A great risk. No question. Great potential. Sure.
Here is some food for thought:
According to Marshall Kirkpatrick's posting on Techcrunch:
"Bolt sees more than 5 million unique visitors monthly (according to
Comscore) and turned that traffic into $7 million in revenue last
year."
http://www.techcrunch.com/2007/02/11/bolt-sells-to-gofish-to-pay-univ...
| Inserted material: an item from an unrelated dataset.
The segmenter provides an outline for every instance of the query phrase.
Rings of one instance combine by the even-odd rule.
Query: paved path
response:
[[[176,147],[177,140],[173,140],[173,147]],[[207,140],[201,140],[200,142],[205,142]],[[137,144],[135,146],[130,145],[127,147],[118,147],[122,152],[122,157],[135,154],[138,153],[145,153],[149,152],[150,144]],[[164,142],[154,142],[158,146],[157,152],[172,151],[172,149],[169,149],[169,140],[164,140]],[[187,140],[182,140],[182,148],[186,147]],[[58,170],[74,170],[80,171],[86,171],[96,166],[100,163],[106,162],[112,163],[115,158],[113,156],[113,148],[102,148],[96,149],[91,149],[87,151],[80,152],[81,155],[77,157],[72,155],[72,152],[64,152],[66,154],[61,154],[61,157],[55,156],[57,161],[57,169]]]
Assuming GoFish completes it's acquisition of Bolt, they would be
paying $30 million on $7 million of Bolt's revenue. This would come
out to 4.286 times revenue, which is a large discount to what Google
paid for Youtube (110 times). Sure, Bolt is no Youtube, but the
pricing differences are astounding.
I think Gofish's niche is that much of its featured content is its own
(i.e. compared to other video sites that only provide a vehicle to
share content). There IS a reason why Viacom is suing Google for $1
billion. What are the possibilities for Gofish if Viacom wins it
lawsuit against Google? Could be good? Might not matter? Another tough
one to tell...
This is something to think about though...
...some snippets from a posting on Watchmojo.com:
http://www.watchmojo.com/web/blog/?p=1379
"...advertisers are reluctant to advertise alongside user generated
content."
"They [Youtube] don't own the content, obviously, so there's nothing
all that defensible about the position, if you really think about it.
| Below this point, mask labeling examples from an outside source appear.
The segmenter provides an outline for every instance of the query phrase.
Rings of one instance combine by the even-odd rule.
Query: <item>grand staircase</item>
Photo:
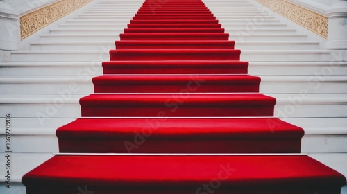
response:
[[[28,175],[26,183],[28,193],[46,191],[47,188],[35,183],[40,181],[41,184],[46,181],[42,178],[49,175],[44,166],[58,165],[61,174],[51,170],[45,184],[55,188],[57,193],[59,190],[50,179],[66,184],[69,188],[60,191],[65,193],[78,193],[78,186],[94,186],[93,191],[100,191],[98,186],[105,184],[103,186],[112,191],[112,186],[123,184],[136,188],[145,184],[155,186],[160,180],[165,180],[161,191],[174,184],[176,189],[189,187],[185,191],[195,192],[193,188],[216,178],[214,173],[218,174],[220,169],[211,167],[209,162],[220,160],[225,165],[233,162],[232,175],[222,184],[237,188],[235,193],[237,189],[247,193],[244,188],[257,184],[266,188],[255,186],[247,192],[298,193],[291,187],[299,184],[283,177],[285,172],[280,169],[284,166],[279,164],[286,164],[287,173],[294,174],[291,177],[310,177],[300,183],[303,192],[339,193],[336,188],[344,184],[341,176],[305,155],[291,155],[308,153],[347,174],[342,165],[347,161],[343,154],[347,143],[347,62],[342,62],[339,53],[321,49],[319,41],[312,40],[312,35],[289,27],[253,1],[203,1],[217,22],[212,15],[193,14],[187,4],[178,6],[188,10],[183,20],[174,11],[162,13],[160,9],[167,9],[165,2],[147,5],[144,12],[132,18],[142,1],[96,1],[86,11],[51,28],[49,34],[40,35],[31,43],[31,50],[13,51],[9,62],[0,64],[3,91],[0,112],[10,114],[13,121],[12,161],[16,166],[24,161],[27,164],[14,170],[13,182],[20,182],[24,174],[51,157],[51,153],[59,152],[275,153],[149,157],[58,155]],[[188,3],[181,3],[190,1],[185,2]],[[162,21],[149,17],[153,10],[161,15]],[[131,24],[127,25],[130,19]],[[155,20],[157,24],[153,24]],[[241,55],[237,49],[241,49]],[[158,114],[161,111],[165,114]],[[201,116],[208,118],[196,118]],[[147,131],[143,126],[149,127],[144,129]],[[305,130],[301,141],[301,127]],[[56,137],[57,128],[59,140]],[[144,136],[144,143],[141,143]],[[94,166],[100,160],[107,161],[101,168],[94,166],[86,170],[81,167],[85,161]],[[189,166],[202,160],[206,161],[197,168]],[[156,163],[158,161],[162,162]],[[71,166],[60,170],[66,162]],[[134,168],[128,169],[125,162]],[[151,164],[139,167],[139,162]],[[110,170],[115,164],[119,168]],[[219,168],[221,164],[216,164],[213,166]],[[269,164],[273,166],[271,168]],[[198,173],[191,177],[191,184],[176,184],[178,179],[185,179],[181,175],[187,171],[178,170],[176,165],[190,166],[185,169],[192,174],[209,170],[202,179]],[[245,168],[255,168],[247,174],[240,171]],[[164,173],[168,168],[171,170]],[[110,177],[105,175],[101,184],[83,179],[92,180],[100,169],[112,172]],[[121,171],[123,178],[131,183],[112,182],[113,176],[122,169],[128,170]],[[257,170],[256,175],[251,173]],[[156,170],[160,173],[153,174],[152,182],[147,182],[145,175]],[[72,171],[75,173],[70,173]],[[135,180],[136,173],[143,173],[144,182]],[[267,179],[248,181],[250,176],[259,180],[267,173]],[[69,175],[65,178],[72,182],[77,180],[78,184],[60,182],[58,177],[64,175]],[[275,177],[278,178],[276,188],[269,184]],[[319,182],[326,184],[326,188],[313,186],[318,177],[326,178]],[[239,186],[233,185],[236,177],[240,177]],[[24,192],[22,186],[18,187]],[[156,192],[153,188],[146,191]]]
I do think that the market for new, second-tier file sharing video
sites is done and oversaturated, but amongst the companies atop the
broad landscape, a lot can change over the next few years. Imagine if
slowly but surely, a company like GoFish were to sign 1000 deals with
content producers and all you found alternatively on YouTube was the
stereotypical user generated clips and notices saying that "this video
has been taken down," where would you go?"
It seems like what is being said here is that if Google/Youtube step
on too many toes, there is the potential for a backlash, in that
content-producers (and in turn advertisers) might move to competing
video sites.
Marc Cuban has thoughts that might support this ...
http://www.blogmaverick.com/2007/03/13/you-go-viacom/
Now let's talk numbers...
Gofish's traffic:
According to Compete.com, in April, Gofish and Bolt together had been
visited by almost 8 million people (7,710,831 to be precise). This was
a very large jump over the previous month.
http://snapshot.compete.com/gofish.com+bolt.com?metric=uv
By the same metric, Youtube had over 40 million (i.e. 41,206,508; more
than five times Gofish and Bolt's total).
http://snapshot.compete.com/gofish.com+bolt.com?metric=uv
So say you build a valuation model based on Compete's people visit
numbers.
As of May 25, 2007 Gofish had a market value of about $75 million.
Putting this over its people count would give you a number of $9.73/
head. Youtube by comparison (using Compete.com's traffic numbers in
mid-November of 06' [when the acquisition closed] at about 27.5
million people-visits and the $1.65 billion acquisition price) would
now be at about $60/head.
I would say that it is very hard to value a company based on web
traffic numbers. It would also (in my opinion) be too simple to just
put a dollar value on each unique visit (because visits might not be
correlated well with user engagement). Nonetheless, I would say that
there is potential in a online video company that 1) has a substantial
amount of traffic (whether it is of quality if hard to say), 2) has
treaded somewhat carefully with making/producing it's own content
(i.e. made-for-internet programming) and 3) has brought an
entertainment industry veteran (i.e. Peter Guber) onto its board to
help navigate in this space.
Whether or not this stock is a buy or a sell, it is hard to say (as
Einstein said, the only things that are certain are death and taxes).
Keep in mind that I'm not an investment professional and am simply
giving opinion. The potential is there but so is the risk. You decide.